Département d'Informatique, DIRO, Université de Montréal, Canada.
BMC Bioinformatics. 2012;13 Suppl 19(Suppl 19):S4. doi: 10.1186/1471-2105-13-S19-S4. Epub 2012 Dec 19.
The "small phylogeny" problem consists in inferring ancestral genomes associated with each internal node of a phylogenetic tree of a set of extant species.
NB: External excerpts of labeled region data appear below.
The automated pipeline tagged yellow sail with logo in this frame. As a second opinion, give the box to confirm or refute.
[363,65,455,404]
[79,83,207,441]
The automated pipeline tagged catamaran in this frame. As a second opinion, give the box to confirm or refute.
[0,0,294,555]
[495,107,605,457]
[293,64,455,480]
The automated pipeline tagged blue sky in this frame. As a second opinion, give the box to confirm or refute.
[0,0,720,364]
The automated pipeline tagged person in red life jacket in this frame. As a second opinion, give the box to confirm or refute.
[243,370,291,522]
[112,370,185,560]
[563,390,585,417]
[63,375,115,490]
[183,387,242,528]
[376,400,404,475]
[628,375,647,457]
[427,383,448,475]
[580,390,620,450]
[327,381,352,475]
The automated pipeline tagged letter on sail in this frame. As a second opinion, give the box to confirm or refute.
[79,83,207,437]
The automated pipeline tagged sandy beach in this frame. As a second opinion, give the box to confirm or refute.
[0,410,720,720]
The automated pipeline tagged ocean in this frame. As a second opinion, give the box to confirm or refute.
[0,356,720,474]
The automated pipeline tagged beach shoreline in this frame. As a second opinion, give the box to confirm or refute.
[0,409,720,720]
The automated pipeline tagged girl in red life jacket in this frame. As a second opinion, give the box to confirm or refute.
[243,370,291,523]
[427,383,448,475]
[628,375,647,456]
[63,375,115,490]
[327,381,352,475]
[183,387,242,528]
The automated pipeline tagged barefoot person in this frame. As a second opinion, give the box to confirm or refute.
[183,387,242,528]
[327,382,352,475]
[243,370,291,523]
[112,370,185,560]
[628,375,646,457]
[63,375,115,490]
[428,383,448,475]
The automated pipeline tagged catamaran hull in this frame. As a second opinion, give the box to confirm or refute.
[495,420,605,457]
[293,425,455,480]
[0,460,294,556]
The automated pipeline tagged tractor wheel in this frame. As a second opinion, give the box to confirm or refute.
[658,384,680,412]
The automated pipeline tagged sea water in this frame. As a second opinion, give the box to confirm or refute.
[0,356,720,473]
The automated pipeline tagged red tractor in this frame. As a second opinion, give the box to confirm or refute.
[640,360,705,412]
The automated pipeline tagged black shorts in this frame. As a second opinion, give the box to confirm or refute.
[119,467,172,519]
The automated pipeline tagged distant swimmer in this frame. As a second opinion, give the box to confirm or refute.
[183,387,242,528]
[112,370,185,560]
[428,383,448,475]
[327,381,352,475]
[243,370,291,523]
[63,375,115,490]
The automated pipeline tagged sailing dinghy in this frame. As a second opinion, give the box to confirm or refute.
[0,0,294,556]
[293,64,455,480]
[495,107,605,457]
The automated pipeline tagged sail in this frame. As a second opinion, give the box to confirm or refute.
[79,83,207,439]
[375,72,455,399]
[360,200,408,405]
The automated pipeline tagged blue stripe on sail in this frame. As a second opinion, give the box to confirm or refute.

Existing methods can be grouped into two main categories: the distance-based methods aiming at minimizing a total branch length, and the synteny-based (or mapping) methods that first predict a collection of relations between ancestral markers in term of "synteny", and then assemble this collection into a set of Contiguous Ancestral Regions (CARs). The predicted CARs are likely to be more reliable as they are more directly deduced from observed conservations in extant species. However the challenge is to end up with a completely assembled genome.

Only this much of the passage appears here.